What would you bid for shares of Sotheby's (NYSE: BID)?

Not much, the market said through much of August. Shares of the world's biggest art auction house tumbled more than 25% in the first three weeks of August. That was fueled partly by comments that one-time corporate-raider-turned-art-dealer Asher Edelman made to Bloomberg about cash-pressed clients who wanted to dump some art cheap.

Shares have bounced back some but are still way off their April highs. In a nutshell, worries about Europe and the market have some convinced that sellers of toys for rich folks can't be in good shape. The evidence -- both macro and micro -- suggests that such fears are overblown.

First, the history of the art market says that it doesn't move in tandem with the stock market or even the economy. In a 2002 paper by New York University's Michael Moses and Jianping Mei, the authors reviewed more than 100 years of art sales by major auctioneers and found that art beats bonds, underperforms stocks, is less volatile, and has low correlation with other markets. To use a recent example, art prices rose in 2008 when the market was collapsing and dropped in 2009 as Wall Street began to take off again. So the ripples on Wall Street or in European markets don't matter much -- at least for now.

Second, the art market has been holding up pretty well. After their paper, Mei and Moses created what has become the art world's leading index to art prices. The Mei Moses All Art Index was up 5.4% in July, its most recent reading because the auction market virtually shuts down in August (they're a civilized bunch, you know). That's less than it was up earlier in the year, but still, black ink is black ink.

Third, while the fall auction season is still shaping up, the early signs are good. Every analyst who follows Sotheby's raised forecasts after second-quarter earnings, even as shares tumbled. The company's stock price is down to 12 times this year's earnings, from more than 20 in the spring. Closely held rival Christie's has the auction of Elizabeth Taylor's estate coming up, and Sotheby's is having a garage sale one can hardly imagine for Edmond Safra. Sellers seem to think conditions are OK.

Fourth, there aren't a lot of other good ways to bet on the art market if you're not a millionaire. There are a handful of art funds that sell shares in collections assembled by portfolio managers, but Reuters' Felix Salmon has dispatched the rationale for those funds better than I could, and saved me the work.
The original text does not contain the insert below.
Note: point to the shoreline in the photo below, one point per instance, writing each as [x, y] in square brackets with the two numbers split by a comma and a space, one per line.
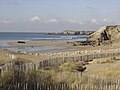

Short version: The underlying assets are hopelessly illiquid. Skate's Art Market Research has a 14-stock art industry index, but Sotheby's is two-thirds of the total value of the group. Alternatives like Germany-based Artnet or Switzerland's MCH Group are small and volatile.

Fifth, and most important, Sotheby's client base is more insulated than almost anyone from a double-dip recession. The company simply doesn't rely on the general U.S. consumer the way most retailers do -- it's more analogous to a Tiffany (NYSE: TIF), which has gone from $43 to $70 in the past year. Even fellow auctioneer eBay (Nasdaq: EBAY), which once carried a "recession-proof" tag, is no longer immune.

It's not exactly news that income inequality is accelerating in the U.S., with rich consumers continuing to spend on luxury goods and Sotheby's and Christie's agreeing that Asia is generating a new class of serious collectors. May we all agree that La Liz's jewels qualify as luxury goods? Yes, if the economy tanks hard enough, for long enough, Sotheby's could take another dip. But it's smarter to bet on the business version of Wallis Simpson's maxim that you can't be too rich or too thin.